The first suggestion that this report is going to be disappointing comes from its very title, because Buildings, Books, and Bytes, while certainly a catchy title, is as much an example of trivialization as those cited above. Buildings, printed material, and computer access to information in other than printed form are merely tools for the carrying out of our mission and responsibility, if indeed we can ever decide what that is, rather than wait for others to tell us. Buildings, for example, are a necessary means to an end but never an end in themselves. Inadequate physical facilities make it difficult or impossible for librarians to do their jobs; adequate buildings at least increase the potential. In speaking at the dedication of a new public library in Findlay, Ohio, this writer congratulated the assembled civic officials and Chamber of Commerce representatives on making such a good start, but then asked them if they had considered how they now wanted to use this new opportunity to enhance public library service for the citizens, and what additional funding they were considering for access and staff. They were surprised at my comments, because they assumed that in building a new structure they had completed their task. Perhaps the most garish recent example comes from the city of San Francisco, where a new $134 million library has been completed without any thought to additional professional staffing. This is more than a waste; it is a danger, because the citizens of San Francisco now think they have supported their public library, when in reality they have perhaps only improved their skyline.

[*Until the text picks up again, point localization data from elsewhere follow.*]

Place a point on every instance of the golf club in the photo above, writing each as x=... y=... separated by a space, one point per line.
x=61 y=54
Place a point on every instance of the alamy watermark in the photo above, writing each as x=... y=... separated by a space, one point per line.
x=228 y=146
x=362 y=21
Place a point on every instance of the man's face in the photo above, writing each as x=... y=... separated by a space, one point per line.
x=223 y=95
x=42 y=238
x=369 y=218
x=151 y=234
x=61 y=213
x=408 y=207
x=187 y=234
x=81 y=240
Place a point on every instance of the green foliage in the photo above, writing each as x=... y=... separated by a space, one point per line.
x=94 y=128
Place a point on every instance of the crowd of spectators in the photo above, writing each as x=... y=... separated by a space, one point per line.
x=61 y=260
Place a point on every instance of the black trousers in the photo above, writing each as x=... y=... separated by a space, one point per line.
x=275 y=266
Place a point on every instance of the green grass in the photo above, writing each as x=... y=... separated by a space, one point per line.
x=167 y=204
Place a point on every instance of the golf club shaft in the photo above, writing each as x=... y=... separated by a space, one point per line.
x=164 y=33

Books and bytes, as the report calls them rather simplistically, are also not the issue, but rather only among the options which allow librarians to bring more and better needed information and knowledge to the citizens of the community. Those options have always been subject to change and will continue to change. None of us recall what concern and anguish might have arisen when printed books began to appear next to manuscripts in libraries, but there was undoubtedly fear that libraries would now be spoiled forever. We do know that the introduction of typewriters and their use in preparing previously handwritten catalog cards caused much alarm.

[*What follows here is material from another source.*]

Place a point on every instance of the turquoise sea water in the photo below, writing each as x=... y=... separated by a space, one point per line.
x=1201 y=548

If people think that changing the mix between printed books and computer access somehow "changes" what libraries are supposed to do, then that conception is both wrong and simplistic. When it appears in the opinions of the general public, this is not surprising because the public has always been initially suspicious of significant change as an attack on tradition and comfort. There was a similar outcry at the introduction of automobiles and the fact that they would frighten horses. Public negative reaction is temporary, provided that there is professional leadership from those qualified, through education and study, to know. What is significant in the introduction of computers in libraries is the fact that, when added to more traditional (which only means earlier) formats, they allow for far greater access to information than had previously been possible. In other words, all libraries, including small and geographically isolated ones, now become windows to the world's knowledge. That is the good news, but there are three pieces of potentially bad news, although the bad news is trivial by comparison. The first piece of bad news is that all of this will produce access to tremendous quantities of information, and that this will require filters. As syndicated management guru Tom Peters has noted, "a flood of information can be the enemy of intelligence." Expanded information access will require gatekeepers and evaluators. The second piece of news, which stems from the first, is that all of this will require a great many more professional librarians, because this is the most cost effective alternative. The third, of course, is that funding for libraries will have to increase dramatically. However, there is no acceptable alternative, because the alternative is stupidity and particularly stupidity while others are getting smart.